Ryssdal: What about the idea of a 2% inflation target? I’ve asked, I think Rafael Bostic in Atlanta. I might have even asked Powell himself, why don’t you just say, “you know, we’re targeting two-and-a-half percent now and call it a day, declare victory and depart the field.” And they’re like, “no, no, no, we can’t do that.” Do you think they’ll revisit?
Binder: No —
Ryssdal: OK, you’re a no as well.
Binder: I think 2% is pretty sacrosanct for the Fed, that if they were to change it, and especially if they were to change it now, while inflation was above target, it would come off as them being, you know, opportunistic. This definitely wouldn’t be the time for it when people have just felt how painful inflation can be for the Fed to say, well, we’re going to actually go for higher inflation.

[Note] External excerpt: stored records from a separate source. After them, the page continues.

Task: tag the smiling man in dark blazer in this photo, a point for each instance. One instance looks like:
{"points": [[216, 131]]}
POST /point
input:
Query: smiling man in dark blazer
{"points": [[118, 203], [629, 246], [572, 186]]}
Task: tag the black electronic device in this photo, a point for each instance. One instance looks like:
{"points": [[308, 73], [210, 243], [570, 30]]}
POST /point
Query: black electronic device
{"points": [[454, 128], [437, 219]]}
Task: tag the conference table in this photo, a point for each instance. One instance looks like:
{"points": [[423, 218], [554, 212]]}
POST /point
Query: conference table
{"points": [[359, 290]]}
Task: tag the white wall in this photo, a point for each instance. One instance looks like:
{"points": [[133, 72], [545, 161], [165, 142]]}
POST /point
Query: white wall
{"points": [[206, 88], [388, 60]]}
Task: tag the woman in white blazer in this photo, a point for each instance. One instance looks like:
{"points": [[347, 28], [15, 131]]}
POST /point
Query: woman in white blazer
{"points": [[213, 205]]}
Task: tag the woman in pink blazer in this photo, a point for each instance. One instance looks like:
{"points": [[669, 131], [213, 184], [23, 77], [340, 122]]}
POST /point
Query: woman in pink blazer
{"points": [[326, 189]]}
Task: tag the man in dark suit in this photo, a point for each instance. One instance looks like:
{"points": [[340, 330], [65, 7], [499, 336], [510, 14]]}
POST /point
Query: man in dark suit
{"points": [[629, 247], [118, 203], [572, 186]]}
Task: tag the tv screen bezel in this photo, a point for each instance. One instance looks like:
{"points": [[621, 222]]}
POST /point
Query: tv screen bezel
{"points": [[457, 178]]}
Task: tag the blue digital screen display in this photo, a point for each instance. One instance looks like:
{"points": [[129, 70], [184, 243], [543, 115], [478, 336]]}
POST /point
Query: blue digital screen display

Ryssdal: Yeah, OK. One more, how the Fed communicates. We’ve talked a lot on this program, and everybody else who watches the Fed has talked a lot about how the Fed communicates, their efforts at transparency and trying to make people understand what they do. I will quote, however, Brookings’ publication on the Federal Reserve [framework review], and it goes like this. Quote: “If you give a normal person a choice of reading a Fed statement or watching a Fed press conference or watching cat videos on YouTube, they’re going to choose the cat videos almost every time.” I would just say they’re going to choose the cat videos all the time. What, if anything, do you think the Fed ought to do about its communication?
Binder: Well, you know, if people are going to choose the cat videos every time, what that tells you is that people don’t really want to have to spend that much of their time worrying about what the Fed’s doing. So that kind of tells you that the best thing the Fed can do for the public is keep things pretty stable, pretty predictable, so that we don’t have to watch the Fed videos. But I mean, I do think there is a duty that they do communicate with the public what they’re doing and why, so that we can evaluate whether they actually do what they say they’re going to do, and whether it’s consistent with what they’ve been mandated by Congress to do.
Ryssdal: Last framework review, four years ago, it was pretty seismic. Are you thinking it’s going to be as big this time?
Binder: I’m guessing not. I think that this probably isn’t the time when they want to introduce something seismic. I think they would rather say, “Look, we had a really hard episode here. We’re on kind of surprisingly strong ground today. Let’s take the win, but also take some lessons from it.” I don’t think they’re going to want to make major changes at this point.